1. ## Find the Length

$\displaystyle x=\frac{(2t+3)^\frac{3}{2}}{3}$, $\displaystyle y=t+\frac{t^2}{2}$, $\displaystyle 0\leq t\leq 3$ They want me to find the Length

right now ive gotten to $\displaystyle L=\int^3_0 \sqrt{t^2+5t+4} dt$ I dont know if this is even right, and I dont know how to take this integral either :-(

2. Originally Posted by jobebob
$\displaystyle x=\frac{(2t+3)^\frac{3}{2}}{3}$, $\displaystyle y=t+\frac{t^2}{2}$, $\displaystyle 0\leq t\leq 3$ They want me to find the Length

right now ive gotten to $\displaystyle L=\int^3_0 \sqrt{t^2+5t+4} dt$ I dont know if this is even right, and I dont know how to take this integral either :-(
You need:

$\displaystyle L=\int_0^3 \sqrt{\left(\frac{dx}{dt}\right)^2+\left(\frac{dy} {dt}\right)^2}~dt$

$\displaystyle \frac{dx}{dt}=\frac{1}{2}\sqrt{2t+3}$

$\displaystyle \frac{dy}{dt}=1+t$

$\displaystyle L=\frac{1}{2}~\int_0^3 \sqrt{4t^2+10t+7}~dt$

RonL

3. so $\displaystyle L=\frac{1}{2}(\frac{1}{\sqrt{4}}sinh^{-1} \frac{8t+10}{\sqrt{10}})$ from t=0 to t=3?

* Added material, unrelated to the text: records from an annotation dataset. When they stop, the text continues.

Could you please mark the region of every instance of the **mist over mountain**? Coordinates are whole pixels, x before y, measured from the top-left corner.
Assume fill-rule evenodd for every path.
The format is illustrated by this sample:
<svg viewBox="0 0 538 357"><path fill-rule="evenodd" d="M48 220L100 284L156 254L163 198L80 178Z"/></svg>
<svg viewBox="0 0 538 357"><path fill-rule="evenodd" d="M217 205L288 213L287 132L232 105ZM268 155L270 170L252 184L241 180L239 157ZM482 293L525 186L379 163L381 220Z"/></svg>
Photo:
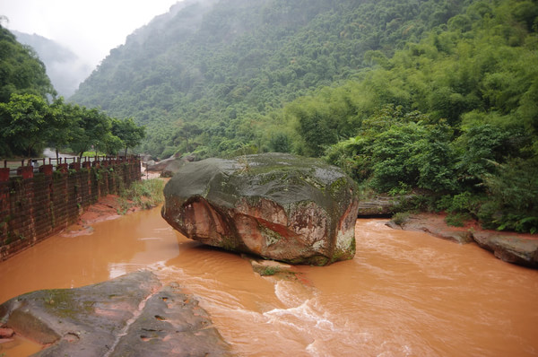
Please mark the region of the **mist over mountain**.
<svg viewBox="0 0 538 357"><path fill-rule="evenodd" d="M181 2L112 49L72 100L146 125L143 150L155 155L194 148L178 148L186 123L208 136L203 156L219 155L252 141L249 121L352 78L464 3Z"/></svg>
<svg viewBox="0 0 538 357"><path fill-rule="evenodd" d="M59 95L66 98L71 96L91 73L91 67L83 59L57 42L35 33L12 32L19 42L36 51Z"/></svg>

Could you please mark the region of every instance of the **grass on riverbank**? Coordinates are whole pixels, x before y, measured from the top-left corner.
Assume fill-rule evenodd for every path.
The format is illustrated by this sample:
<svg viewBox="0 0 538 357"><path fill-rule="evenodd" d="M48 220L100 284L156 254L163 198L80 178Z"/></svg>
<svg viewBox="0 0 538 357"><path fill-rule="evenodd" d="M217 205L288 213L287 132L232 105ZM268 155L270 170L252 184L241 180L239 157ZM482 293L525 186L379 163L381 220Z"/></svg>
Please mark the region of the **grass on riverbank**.
<svg viewBox="0 0 538 357"><path fill-rule="evenodd" d="M123 214L133 205L143 209L155 207L164 202L162 190L165 182L160 178L143 179L131 184L119 196L120 206L118 213Z"/></svg>

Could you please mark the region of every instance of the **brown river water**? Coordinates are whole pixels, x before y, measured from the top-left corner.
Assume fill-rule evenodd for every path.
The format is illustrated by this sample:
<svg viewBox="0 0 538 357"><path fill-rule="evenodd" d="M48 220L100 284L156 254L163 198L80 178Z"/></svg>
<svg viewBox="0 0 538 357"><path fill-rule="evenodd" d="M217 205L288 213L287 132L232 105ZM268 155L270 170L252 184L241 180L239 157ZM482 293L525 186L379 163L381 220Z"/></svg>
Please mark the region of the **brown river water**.
<svg viewBox="0 0 538 357"><path fill-rule="evenodd" d="M357 221L352 260L298 266L285 280L186 239L159 208L139 212L0 263L0 302L150 269L195 294L239 355L538 355L538 271L385 222ZM39 348L3 344L9 357Z"/></svg>

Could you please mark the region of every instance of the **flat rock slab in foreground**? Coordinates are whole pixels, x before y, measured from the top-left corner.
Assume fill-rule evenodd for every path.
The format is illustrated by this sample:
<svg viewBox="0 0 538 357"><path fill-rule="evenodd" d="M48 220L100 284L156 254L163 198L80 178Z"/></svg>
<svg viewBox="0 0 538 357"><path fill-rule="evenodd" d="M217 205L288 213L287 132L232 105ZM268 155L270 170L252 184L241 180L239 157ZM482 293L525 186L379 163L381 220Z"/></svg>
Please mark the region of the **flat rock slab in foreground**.
<svg viewBox="0 0 538 357"><path fill-rule="evenodd" d="M136 272L0 305L0 321L48 348L34 356L223 356L228 345L197 301Z"/></svg>
<svg viewBox="0 0 538 357"><path fill-rule="evenodd" d="M191 162L164 196L164 219L210 246L317 266L355 254L355 184L320 160L272 153Z"/></svg>

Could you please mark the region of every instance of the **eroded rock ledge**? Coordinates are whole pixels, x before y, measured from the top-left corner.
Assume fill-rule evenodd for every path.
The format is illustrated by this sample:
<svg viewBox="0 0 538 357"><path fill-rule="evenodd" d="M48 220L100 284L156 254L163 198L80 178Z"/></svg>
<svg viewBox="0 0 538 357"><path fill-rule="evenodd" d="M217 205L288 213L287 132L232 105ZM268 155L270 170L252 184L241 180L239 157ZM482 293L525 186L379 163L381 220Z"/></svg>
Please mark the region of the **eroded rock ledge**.
<svg viewBox="0 0 538 357"><path fill-rule="evenodd" d="M478 225L472 228L449 227L443 216L433 214L414 214L400 224L390 221L386 225L406 231L422 231L460 244L475 242L502 261L538 268L538 237L486 231L478 228Z"/></svg>
<svg viewBox="0 0 538 357"><path fill-rule="evenodd" d="M0 321L47 346L35 356L227 356L207 313L148 271L0 305Z"/></svg>

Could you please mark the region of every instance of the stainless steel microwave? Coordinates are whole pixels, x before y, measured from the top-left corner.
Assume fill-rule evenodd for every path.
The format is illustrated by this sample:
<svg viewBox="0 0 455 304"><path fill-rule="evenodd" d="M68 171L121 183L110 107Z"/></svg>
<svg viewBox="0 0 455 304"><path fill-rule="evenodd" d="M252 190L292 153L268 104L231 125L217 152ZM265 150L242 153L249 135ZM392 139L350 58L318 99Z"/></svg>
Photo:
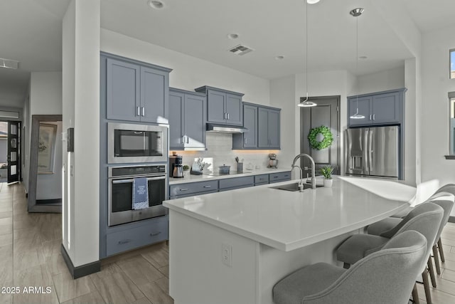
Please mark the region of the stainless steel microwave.
<svg viewBox="0 0 455 304"><path fill-rule="evenodd" d="M167 162L168 127L107 123L107 162Z"/></svg>

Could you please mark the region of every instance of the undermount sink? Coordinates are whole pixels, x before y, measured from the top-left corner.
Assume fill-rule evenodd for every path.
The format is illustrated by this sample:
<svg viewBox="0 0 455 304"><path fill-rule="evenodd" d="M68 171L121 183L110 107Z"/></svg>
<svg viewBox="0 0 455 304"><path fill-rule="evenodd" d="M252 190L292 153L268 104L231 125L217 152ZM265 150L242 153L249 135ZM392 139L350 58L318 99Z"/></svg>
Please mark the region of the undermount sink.
<svg viewBox="0 0 455 304"><path fill-rule="evenodd" d="M318 188L320 187L323 187L321 184L316 184L316 187ZM271 189L277 189L279 190L286 190L286 191L299 191L300 189L299 188L299 182L294 182L292 184L283 184L281 186L276 186L276 187L270 187L269 188ZM311 189L311 185L309 184L304 184L304 190L306 189Z"/></svg>

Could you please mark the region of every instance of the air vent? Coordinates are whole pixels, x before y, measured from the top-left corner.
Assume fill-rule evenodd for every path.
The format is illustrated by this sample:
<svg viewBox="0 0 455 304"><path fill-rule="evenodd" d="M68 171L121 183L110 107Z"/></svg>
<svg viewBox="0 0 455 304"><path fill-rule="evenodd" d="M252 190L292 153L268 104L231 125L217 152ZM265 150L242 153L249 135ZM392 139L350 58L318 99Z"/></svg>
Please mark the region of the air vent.
<svg viewBox="0 0 455 304"><path fill-rule="evenodd" d="M252 48L248 46L242 46L242 44L239 44L238 46L235 46L230 50L229 50L230 52L239 56L245 55L250 52L252 52L253 51L255 50L253 50Z"/></svg>
<svg viewBox="0 0 455 304"><path fill-rule="evenodd" d="M19 68L19 62L10 59L0 58L0 68L13 68L16 70Z"/></svg>

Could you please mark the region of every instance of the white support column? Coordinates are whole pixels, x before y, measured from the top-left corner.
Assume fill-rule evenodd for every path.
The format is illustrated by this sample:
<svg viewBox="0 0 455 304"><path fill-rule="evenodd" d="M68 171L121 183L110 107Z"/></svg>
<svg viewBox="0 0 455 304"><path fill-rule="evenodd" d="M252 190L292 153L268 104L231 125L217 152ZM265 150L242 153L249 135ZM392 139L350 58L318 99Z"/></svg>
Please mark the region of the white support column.
<svg viewBox="0 0 455 304"><path fill-rule="evenodd" d="M100 0L72 0L63 22L63 246L75 268L100 259Z"/></svg>

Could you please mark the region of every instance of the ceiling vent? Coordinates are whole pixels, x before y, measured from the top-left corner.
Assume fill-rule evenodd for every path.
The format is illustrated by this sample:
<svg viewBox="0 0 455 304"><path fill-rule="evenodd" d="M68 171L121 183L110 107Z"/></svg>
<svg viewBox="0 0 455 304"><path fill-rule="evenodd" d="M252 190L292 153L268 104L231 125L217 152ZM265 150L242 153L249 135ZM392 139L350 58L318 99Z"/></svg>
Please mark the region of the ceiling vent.
<svg viewBox="0 0 455 304"><path fill-rule="evenodd" d="M242 44L239 44L237 46L233 47L232 48L231 48L230 50L229 50L230 52L233 53L236 55L239 55L239 56L242 56L242 55L245 55L246 53L248 53L250 52L252 52L253 50L252 48L247 46L243 46Z"/></svg>
<svg viewBox="0 0 455 304"><path fill-rule="evenodd" d="M10 59L0 58L0 68L17 70L19 68L19 62Z"/></svg>

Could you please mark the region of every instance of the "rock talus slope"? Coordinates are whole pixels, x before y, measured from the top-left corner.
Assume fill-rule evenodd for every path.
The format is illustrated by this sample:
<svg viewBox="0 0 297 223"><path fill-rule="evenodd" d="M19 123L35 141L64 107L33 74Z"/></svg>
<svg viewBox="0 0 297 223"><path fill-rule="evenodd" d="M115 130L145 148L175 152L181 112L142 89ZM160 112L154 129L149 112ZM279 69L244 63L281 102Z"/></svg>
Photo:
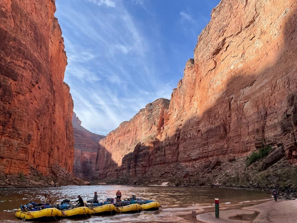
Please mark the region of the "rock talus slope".
<svg viewBox="0 0 297 223"><path fill-rule="evenodd" d="M96 166L98 143L105 136L91 132L81 124L74 112L72 124L75 143L73 173L78 177L89 180Z"/></svg>
<svg viewBox="0 0 297 223"><path fill-rule="evenodd" d="M177 163L194 171L264 145L297 164L296 7L295 0L222 0L173 89L162 128L132 119L111 132L100 142L94 178Z"/></svg>
<svg viewBox="0 0 297 223"><path fill-rule="evenodd" d="M138 160L140 157L143 159L143 163L141 163L143 168L138 169L138 171L140 173L145 171L145 166L149 166L150 154L141 154L137 148L144 147L154 149L157 135L163 131L164 114L170 102L168 99L159 98L148 104L129 121L121 123L100 140L94 180L116 177L119 174L129 175L130 170L135 172L137 160L133 162L133 159ZM145 164L146 161L148 163Z"/></svg>
<svg viewBox="0 0 297 223"><path fill-rule="evenodd" d="M0 172L72 171L73 102L51 0L0 2Z"/></svg>

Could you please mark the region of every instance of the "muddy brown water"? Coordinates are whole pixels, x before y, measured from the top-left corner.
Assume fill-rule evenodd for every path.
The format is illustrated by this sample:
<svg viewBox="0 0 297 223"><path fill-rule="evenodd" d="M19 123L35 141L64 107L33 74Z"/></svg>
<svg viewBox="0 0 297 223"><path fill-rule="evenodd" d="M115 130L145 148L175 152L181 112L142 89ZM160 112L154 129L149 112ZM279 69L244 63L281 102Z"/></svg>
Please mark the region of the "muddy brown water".
<svg viewBox="0 0 297 223"><path fill-rule="evenodd" d="M138 197L158 201L162 208L155 211L143 211L139 213L119 213L114 215L91 215L90 217L68 219L61 219L61 222L191 222L192 211L202 208L214 210L214 199L219 198L220 209L234 205L251 204L271 196L267 192L207 188L180 187L160 186L72 186L58 188L0 189L0 222L20 222L15 216L15 210L21 204L31 201L39 202L45 193L49 194L52 203L65 199L77 200L80 194L84 200L92 198L97 191L99 198L113 197L119 190L122 198L135 194ZM225 203L230 202L230 204ZM189 220L190 219L190 220Z"/></svg>

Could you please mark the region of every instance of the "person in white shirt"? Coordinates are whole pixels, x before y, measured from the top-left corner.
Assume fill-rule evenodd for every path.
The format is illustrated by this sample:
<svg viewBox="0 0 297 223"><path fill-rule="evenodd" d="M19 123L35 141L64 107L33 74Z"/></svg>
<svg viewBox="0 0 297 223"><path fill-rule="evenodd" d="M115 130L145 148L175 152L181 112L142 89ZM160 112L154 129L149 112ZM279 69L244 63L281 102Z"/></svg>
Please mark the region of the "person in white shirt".
<svg viewBox="0 0 297 223"><path fill-rule="evenodd" d="M50 201L46 199L46 197L48 196L47 194L45 194L44 196L42 197L40 199L40 202L42 204L45 204L48 203L49 202L50 202Z"/></svg>

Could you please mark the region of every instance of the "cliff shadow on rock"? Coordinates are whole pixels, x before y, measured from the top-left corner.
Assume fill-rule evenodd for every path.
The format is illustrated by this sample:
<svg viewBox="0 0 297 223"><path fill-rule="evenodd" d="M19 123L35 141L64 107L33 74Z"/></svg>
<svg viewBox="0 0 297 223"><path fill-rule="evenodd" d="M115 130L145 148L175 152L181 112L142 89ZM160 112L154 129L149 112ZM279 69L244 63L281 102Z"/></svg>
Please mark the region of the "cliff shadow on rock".
<svg viewBox="0 0 297 223"><path fill-rule="evenodd" d="M184 121L181 119L171 120L174 126L178 126L172 130L172 134L170 126L168 126L162 133L165 135L164 131L166 131L169 136L161 140L156 139L152 147L138 144L133 152L124 156L116 171L114 168L111 171L108 165L98 168L106 173L101 177L129 176L130 183L138 180L138 184L148 179L149 181L154 174L161 181L179 178L184 179L184 183L187 184L186 179L188 181L191 178L197 177L201 181L210 177L212 183L218 183L221 176L218 175L229 170L228 177L236 178L236 172L245 168L246 156L262 145L270 146L274 150L283 149L286 158L281 160L282 165L286 165L285 161L296 165L296 9L295 7L286 10L282 15L287 13L285 16L288 18L282 21L278 27L280 37L277 41L272 41L274 45L271 46L271 52L255 50L254 53L257 54L255 61L244 59L244 51L241 57L244 58L242 63L237 67L232 65L227 68L230 78L225 90L214 96L216 98L211 105L202 105L203 107L199 112L188 114ZM255 38L252 36L250 41ZM270 44L269 40L262 43ZM216 54L214 56L219 56ZM256 62L257 64L255 64ZM190 71L200 77L200 82L204 78L211 83L209 76L218 69L219 63L205 75L201 71L201 65L193 62ZM183 84L182 81L179 82L171 102ZM207 87L208 90L211 90L211 84ZM170 117L165 120L165 125L168 125L172 115L168 114ZM215 174L212 170L216 168ZM115 172L116 176L113 173ZM231 178L233 175L235 177ZM257 180L251 180L256 183Z"/></svg>

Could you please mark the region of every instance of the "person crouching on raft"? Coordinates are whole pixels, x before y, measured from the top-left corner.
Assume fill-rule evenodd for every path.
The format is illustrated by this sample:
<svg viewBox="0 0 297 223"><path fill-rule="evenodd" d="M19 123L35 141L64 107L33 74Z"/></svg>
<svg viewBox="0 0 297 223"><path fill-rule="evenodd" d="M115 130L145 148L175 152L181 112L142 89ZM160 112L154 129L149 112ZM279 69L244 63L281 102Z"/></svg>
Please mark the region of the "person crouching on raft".
<svg viewBox="0 0 297 223"><path fill-rule="evenodd" d="M78 203L75 205L75 208L78 208L79 207L84 207L85 203L83 202L83 199L80 197L80 196L79 195L77 196L78 198L78 200L75 201L76 202L78 202Z"/></svg>
<svg viewBox="0 0 297 223"><path fill-rule="evenodd" d="M97 195L97 191L95 191L94 192L94 198L93 198L92 203L98 203L98 200L97 198L98 198L98 195Z"/></svg>
<svg viewBox="0 0 297 223"><path fill-rule="evenodd" d="M120 204L119 206L120 206L121 198L122 197L122 193L119 191L118 191L116 192L116 203L117 205L118 205L118 200Z"/></svg>
<svg viewBox="0 0 297 223"><path fill-rule="evenodd" d="M277 191L275 190L275 189L273 190L272 191L272 195L274 198L274 200L276 201L277 200Z"/></svg>
<svg viewBox="0 0 297 223"><path fill-rule="evenodd" d="M45 204L48 204L48 203L50 202L50 201L46 199L46 197L48 196L47 194L45 194L44 196L40 198L40 202L42 204L42 205Z"/></svg>

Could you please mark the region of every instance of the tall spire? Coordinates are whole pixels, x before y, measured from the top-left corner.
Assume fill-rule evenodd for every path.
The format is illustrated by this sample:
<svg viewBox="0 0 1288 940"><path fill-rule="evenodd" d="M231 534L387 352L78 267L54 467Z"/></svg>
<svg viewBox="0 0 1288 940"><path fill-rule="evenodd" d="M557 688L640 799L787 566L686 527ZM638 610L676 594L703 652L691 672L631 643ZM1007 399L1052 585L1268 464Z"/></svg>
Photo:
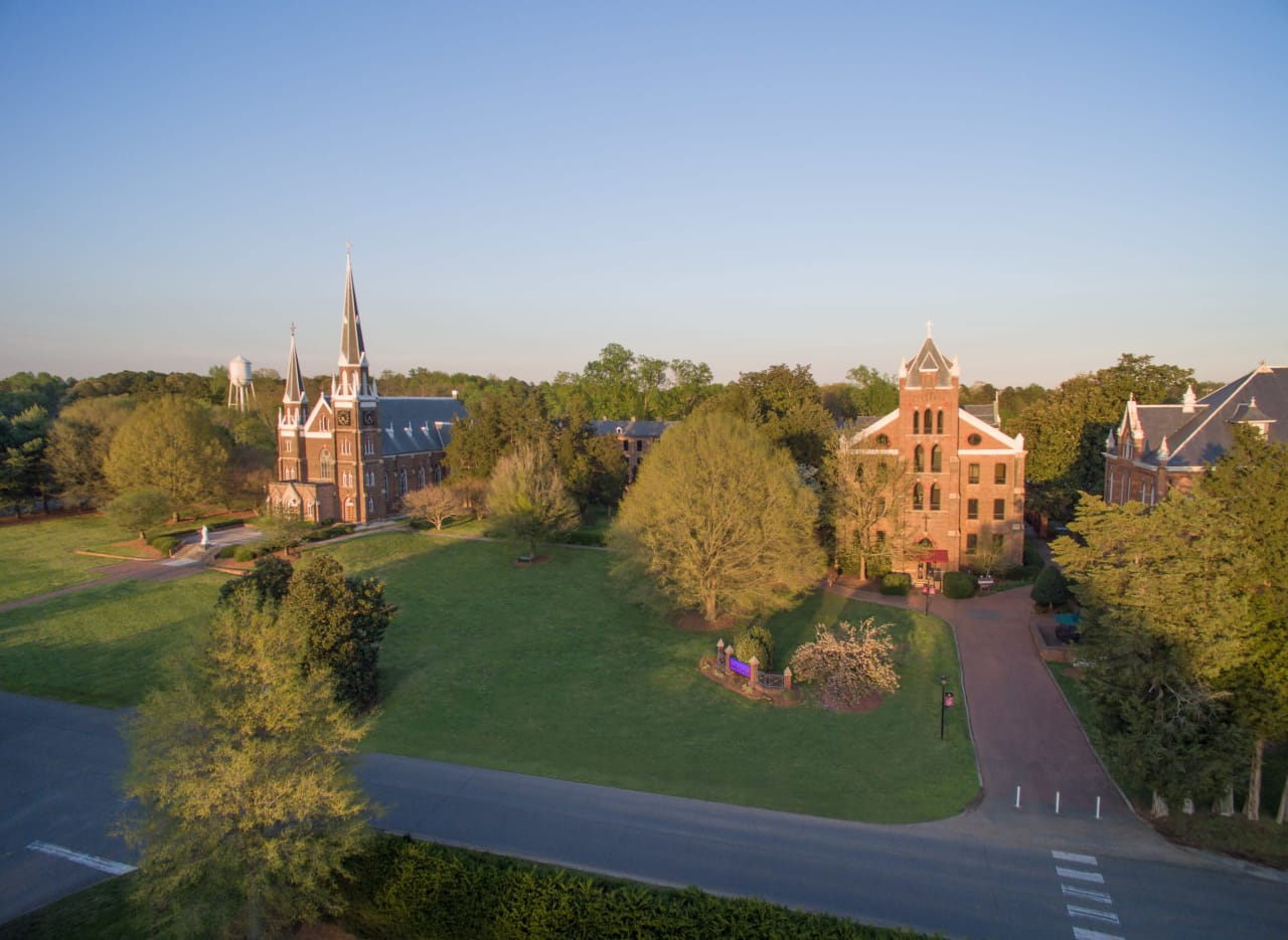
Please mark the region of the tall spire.
<svg viewBox="0 0 1288 940"><path fill-rule="evenodd" d="M362 341L362 322L358 319L358 294L353 290L353 245L344 246L344 327L340 334L340 364L366 364L367 346Z"/></svg>

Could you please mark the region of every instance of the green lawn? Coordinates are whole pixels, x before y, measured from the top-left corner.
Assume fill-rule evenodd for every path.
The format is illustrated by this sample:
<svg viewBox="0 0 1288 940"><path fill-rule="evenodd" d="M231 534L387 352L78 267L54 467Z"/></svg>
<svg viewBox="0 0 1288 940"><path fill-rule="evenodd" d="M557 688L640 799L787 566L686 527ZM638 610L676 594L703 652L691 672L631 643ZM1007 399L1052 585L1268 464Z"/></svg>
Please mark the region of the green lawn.
<svg viewBox="0 0 1288 940"><path fill-rule="evenodd" d="M187 655L223 574L111 581L0 614L0 688L117 708L137 704Z"/></svg>
<svg viewBox="0 0 1288 940"><path fill-rule="evenodd" d="M769 621L781 661L819 619L876 614L902 688L868 715L775 708L702 676L717 636L627 603L604 551L554 546L519 568L513 545L407 531L314 550L383 578L399 608L368 749L866 822L948 816L976 793L965 716L938 738L939 675L957 675L938 618L811 595ZM109 582L10 610L0 688L134 704L191 653L223 581Z"/></svg>
<svg viewBox="0 0 1288 940"><path fill-rule="evenodd" d="M869 715L774 708L701 676L717 636L626 603L605 552L547 547L518 568L504 542L411 533L334 551L379 572L399 606L372 751L884 823L948 816L976 793L963 729L938 739L939 676L957 658L936 618L809 597L770 621L784 658L819 619L876 614L895 625L903 688Z"/></svg>
<svg viewBox="0 0 1288 940"><path fill-rule="evenodd" d="M76 551L128 534L100 516L0 525L0 604L93 581L111 560Z"/></svg>

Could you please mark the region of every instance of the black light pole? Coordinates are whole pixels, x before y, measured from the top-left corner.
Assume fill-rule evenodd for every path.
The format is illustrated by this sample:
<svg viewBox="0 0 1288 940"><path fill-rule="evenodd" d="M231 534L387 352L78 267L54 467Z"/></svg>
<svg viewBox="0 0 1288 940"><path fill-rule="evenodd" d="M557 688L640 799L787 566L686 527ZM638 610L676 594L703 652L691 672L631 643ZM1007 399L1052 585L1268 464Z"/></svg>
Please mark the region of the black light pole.
<svg viewBox="0 0 1288 940"><path fill-rule="evenodd" d="M944 710L948 702L948 676L939 677L939 740L944 739Z"/></svg>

4. Originally Posted by jobebob
so $\displaystyle L=\frac{1}{2}(\frac{1}{\sqrt{4}}sinh^{-1} \frac{8t+10}{\sqrt{10}})$ from t=0 to t=3?
Not sure what you mean?

RonL

5. Originally Posted by CaptainBlack
Not sure what you mean?

RonL
Yea im not really sure either, but wouldn't that be the integral of $\displaystyle \sqrt{4t^2+10t+7}$